Excerpt from 2nd Circuit Court decision in NSA call records program case.

4. The importance of adversarial review. The court recognized that public, adversarial litigation concerning the lawfulness of this spying program was vitally important to its decision — and it drew a direct contrast to the secret, one-sided proceedings that occur in the Foreign Intelligence Surveillance Court.

The FISC operates in near-total secrecy, in which it almost always hears only from the government. It oversees a wide variety of broad surveillance programs without any public participation or input, approving a body of secret law that has no place in a democracy. This decision affirms the role that federal courts — and the public — have in overseeing practices with such sweeping constitutional implications.

5. The congressional reforms under consideration just don’t cut it. Ahead of Section 215’s sunset on June 1, Sen. Majority Leader Mitch McConnell (R-Ky.) is trying to push through a straight reauthorization of the provision, extending its life by another five years. After today’s decision came down, he took to the floor to defend the program — a position altogether at odds with the appeals court decision, with the conclusions of multiple executive-branch review groups who found the program hasn’t been effective in stopping terrorism, and with the clear consensus that supports far-reaching surveillance reform.
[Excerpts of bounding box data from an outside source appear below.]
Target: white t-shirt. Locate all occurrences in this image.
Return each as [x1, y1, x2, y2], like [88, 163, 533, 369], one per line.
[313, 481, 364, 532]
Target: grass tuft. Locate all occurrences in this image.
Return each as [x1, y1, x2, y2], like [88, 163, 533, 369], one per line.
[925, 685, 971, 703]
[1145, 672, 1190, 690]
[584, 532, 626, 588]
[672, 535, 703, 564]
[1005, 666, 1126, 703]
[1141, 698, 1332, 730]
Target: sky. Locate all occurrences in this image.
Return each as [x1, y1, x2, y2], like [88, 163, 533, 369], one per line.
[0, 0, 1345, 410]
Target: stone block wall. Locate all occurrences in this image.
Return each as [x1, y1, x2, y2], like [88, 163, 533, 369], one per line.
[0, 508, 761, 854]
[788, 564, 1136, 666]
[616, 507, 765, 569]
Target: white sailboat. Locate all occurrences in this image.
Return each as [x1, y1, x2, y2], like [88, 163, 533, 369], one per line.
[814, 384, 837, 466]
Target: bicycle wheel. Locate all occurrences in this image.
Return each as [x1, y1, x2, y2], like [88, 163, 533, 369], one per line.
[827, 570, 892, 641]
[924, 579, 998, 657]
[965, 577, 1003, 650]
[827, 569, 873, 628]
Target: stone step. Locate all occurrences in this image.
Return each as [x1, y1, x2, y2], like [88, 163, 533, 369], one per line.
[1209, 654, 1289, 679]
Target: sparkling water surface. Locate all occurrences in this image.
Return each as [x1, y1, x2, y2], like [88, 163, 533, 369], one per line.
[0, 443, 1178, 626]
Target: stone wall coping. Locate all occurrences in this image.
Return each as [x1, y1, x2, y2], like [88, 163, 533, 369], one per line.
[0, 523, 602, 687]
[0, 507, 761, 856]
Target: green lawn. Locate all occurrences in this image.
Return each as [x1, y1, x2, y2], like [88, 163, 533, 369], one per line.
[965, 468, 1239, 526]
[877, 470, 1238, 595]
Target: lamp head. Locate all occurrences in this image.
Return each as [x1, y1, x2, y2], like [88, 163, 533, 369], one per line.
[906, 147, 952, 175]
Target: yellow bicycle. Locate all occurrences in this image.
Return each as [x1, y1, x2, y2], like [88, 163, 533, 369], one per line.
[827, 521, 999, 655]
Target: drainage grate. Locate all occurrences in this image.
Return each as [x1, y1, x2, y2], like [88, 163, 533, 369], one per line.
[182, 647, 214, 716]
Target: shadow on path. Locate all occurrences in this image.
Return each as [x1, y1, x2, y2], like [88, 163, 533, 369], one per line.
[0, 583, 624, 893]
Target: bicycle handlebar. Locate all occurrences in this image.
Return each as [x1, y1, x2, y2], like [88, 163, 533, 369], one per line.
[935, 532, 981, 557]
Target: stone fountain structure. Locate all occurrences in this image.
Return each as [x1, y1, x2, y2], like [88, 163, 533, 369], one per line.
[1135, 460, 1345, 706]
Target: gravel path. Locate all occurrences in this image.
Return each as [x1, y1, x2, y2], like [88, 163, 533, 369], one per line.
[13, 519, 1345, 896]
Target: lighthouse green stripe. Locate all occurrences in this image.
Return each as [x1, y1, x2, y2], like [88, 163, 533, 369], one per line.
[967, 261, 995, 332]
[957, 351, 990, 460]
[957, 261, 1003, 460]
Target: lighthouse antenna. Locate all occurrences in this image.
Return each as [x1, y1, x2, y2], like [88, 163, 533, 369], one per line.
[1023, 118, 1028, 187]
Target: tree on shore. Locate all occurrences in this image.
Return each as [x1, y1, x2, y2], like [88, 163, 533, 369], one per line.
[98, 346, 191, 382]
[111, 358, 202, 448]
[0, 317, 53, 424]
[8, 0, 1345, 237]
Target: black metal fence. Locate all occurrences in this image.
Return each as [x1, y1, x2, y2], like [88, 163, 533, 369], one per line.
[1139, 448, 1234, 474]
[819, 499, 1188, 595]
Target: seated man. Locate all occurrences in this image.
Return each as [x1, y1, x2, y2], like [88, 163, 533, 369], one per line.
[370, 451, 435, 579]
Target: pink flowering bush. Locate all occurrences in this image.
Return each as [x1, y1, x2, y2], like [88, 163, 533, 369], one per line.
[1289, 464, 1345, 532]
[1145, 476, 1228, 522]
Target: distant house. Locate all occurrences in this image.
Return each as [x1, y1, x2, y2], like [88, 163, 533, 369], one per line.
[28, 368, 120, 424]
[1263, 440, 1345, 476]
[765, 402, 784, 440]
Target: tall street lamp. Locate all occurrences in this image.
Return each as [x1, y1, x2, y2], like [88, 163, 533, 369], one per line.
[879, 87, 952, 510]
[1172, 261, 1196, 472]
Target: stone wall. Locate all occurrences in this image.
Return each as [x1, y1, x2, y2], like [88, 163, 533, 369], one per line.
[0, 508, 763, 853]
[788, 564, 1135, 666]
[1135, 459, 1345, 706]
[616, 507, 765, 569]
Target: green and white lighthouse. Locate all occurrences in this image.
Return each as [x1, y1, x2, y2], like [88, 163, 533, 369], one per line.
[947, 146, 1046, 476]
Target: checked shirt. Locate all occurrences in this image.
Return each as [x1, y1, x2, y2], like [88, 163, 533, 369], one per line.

Another bill in play (which the ACLU neither supports nor opposes), the USA Freedom Act of 2015, doesn’t go nearly far enough, most notably in ensuring that the government cannot engage in broad collection of innocent Americans’ private information.

We didn’t do this alone. Members of Congress — Rep. James Sensenbrenner (R-Wisc.) and Sen. Ron Wyden (D-Ore.) among them — have played an instrumental role in the fight for surveillance reform. Along with a number of organizations and experts, including the NRA, they filed amicus briefs on the ACLU’s behalf and championed the cause in Congress.

We hope that today’s ruling prompts Congress to consider and enact legislation that’s more robust than what’s currently on the table. Short of that, we continue to believe that Congress should seize the June 1 expiration date as an opportunity to let Section 215 die.